JCoDA provides two options for calculation of dN/dS scores: regional pairwise calculation via sliding window or a site-specific calculation. Pairwise dN/dS performs the calculation between any user-selected sequences from a list of all possible comparisons presented in the GUI. For sliding window pairwise calculations, the size of the window, jump, and substitution models are configurable via drop down menus. Once the selected sequence comparisons are submitted, JCoDA parses through them by window, converts them to Phylip format, and feeds each window to PAML (yn00) suite to calculate dN/dS. JCoDA does this iteratively over all windows until the end of the selected sequence pair. The potential benefit of the sliding window option is that it can be performed very quickly and it is able to extract information about regional selection. However, it is important to note that methods that incorporate sliding windows have been demonstrated to be prone to artifact arising due to resampling and illustrate the importance of incorporating site-based methods and the likelihood ratio test in sequence analysis .

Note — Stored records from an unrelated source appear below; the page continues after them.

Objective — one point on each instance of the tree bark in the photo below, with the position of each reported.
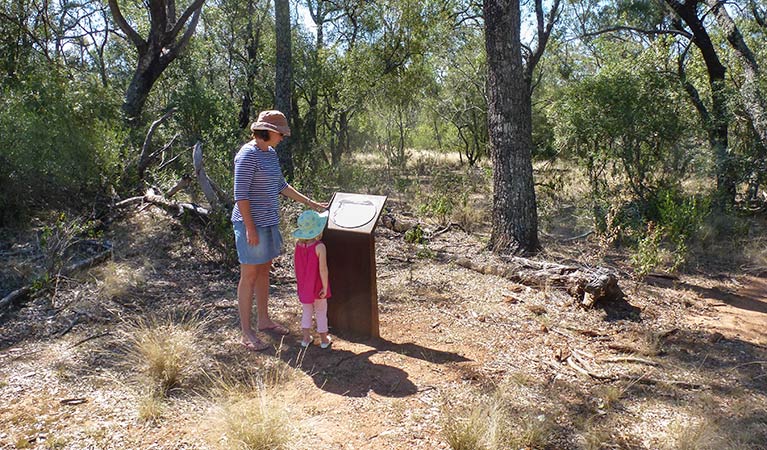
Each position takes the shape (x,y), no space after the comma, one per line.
(716,121)
(163,45)
(284,80)
(515,216)
(253,42)
(753,100)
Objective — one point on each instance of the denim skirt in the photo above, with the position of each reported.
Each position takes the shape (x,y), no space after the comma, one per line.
(269,244)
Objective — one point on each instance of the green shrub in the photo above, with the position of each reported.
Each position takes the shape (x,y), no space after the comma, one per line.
(56,143)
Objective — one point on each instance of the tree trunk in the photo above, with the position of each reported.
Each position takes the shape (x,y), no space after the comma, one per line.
(515,216)
(253,41)
(753,100)
(155,53)
(716,122)
(284,79)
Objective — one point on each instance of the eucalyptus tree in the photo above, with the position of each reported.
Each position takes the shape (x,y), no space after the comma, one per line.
(511,67)
(752,96)
(168,34)
(463,97)
(283,80)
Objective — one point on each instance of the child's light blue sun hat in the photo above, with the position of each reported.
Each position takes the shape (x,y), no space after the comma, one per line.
(310,224)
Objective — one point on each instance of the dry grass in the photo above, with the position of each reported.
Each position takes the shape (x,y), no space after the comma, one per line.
(494,423)
(166,352)
(474,428)
(249,418)
(701,435)
(150,406)
(119,280)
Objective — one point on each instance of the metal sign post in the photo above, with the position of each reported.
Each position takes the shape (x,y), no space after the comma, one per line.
(350,243)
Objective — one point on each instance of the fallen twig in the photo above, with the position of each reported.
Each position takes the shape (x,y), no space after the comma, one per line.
(617,359)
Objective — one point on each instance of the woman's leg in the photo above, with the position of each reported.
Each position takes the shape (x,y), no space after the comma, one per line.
(245,289)
(262,298)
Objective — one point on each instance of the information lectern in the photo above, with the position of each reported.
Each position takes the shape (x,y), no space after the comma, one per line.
(350,244)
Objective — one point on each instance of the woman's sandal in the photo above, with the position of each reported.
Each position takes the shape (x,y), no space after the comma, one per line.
(275,328)
(256,346)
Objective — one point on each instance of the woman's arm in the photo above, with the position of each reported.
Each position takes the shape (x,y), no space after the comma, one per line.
(323,260)
(293,194)
(250,228)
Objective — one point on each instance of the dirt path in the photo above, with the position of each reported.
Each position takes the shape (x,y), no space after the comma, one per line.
(450,336)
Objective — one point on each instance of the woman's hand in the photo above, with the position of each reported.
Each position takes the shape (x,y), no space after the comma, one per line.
(319,207)
(252,236)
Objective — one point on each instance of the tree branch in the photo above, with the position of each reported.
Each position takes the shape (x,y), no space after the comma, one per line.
(132,34)
(637,30)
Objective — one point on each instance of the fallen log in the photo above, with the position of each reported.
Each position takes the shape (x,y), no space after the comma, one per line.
(21,293)
(587,285)
(173,207)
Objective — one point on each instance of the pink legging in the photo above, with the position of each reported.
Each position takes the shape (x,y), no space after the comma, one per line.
(320,309)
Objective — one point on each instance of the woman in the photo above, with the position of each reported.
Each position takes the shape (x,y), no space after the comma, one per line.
(256,216)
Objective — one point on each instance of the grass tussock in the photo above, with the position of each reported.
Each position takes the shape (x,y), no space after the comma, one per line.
(493,424)
(166,352)
(248,418)
(150,406)
(118,280)
(700,435)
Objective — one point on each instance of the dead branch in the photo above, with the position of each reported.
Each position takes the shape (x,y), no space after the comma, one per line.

JCoDA takes advantage of the codeml executable included in the PAML package to implement site-specific dN/dS calculation. Similar to pairwise comparisons, JCoDA converts all inputted sequences to Phylip format and feeds them to codeml. In order for a site-based dN/dS calculation to be performed, the user must provide a tree file and set its path for use in the GUI. To allow for this operation, the JCoDA package includes a Java based graphical interface for the Phylip package , http://evolution.genetics.washington.edu/phylip.html). The Phylip Graphical Interface (PGI) allows for the generation of trees using neighbor-joining, parsimony, or maximum likelihood based methods of either DNA or protein. Regardless of the source of the tree file, JCoDA will accept any tree in Phylip format.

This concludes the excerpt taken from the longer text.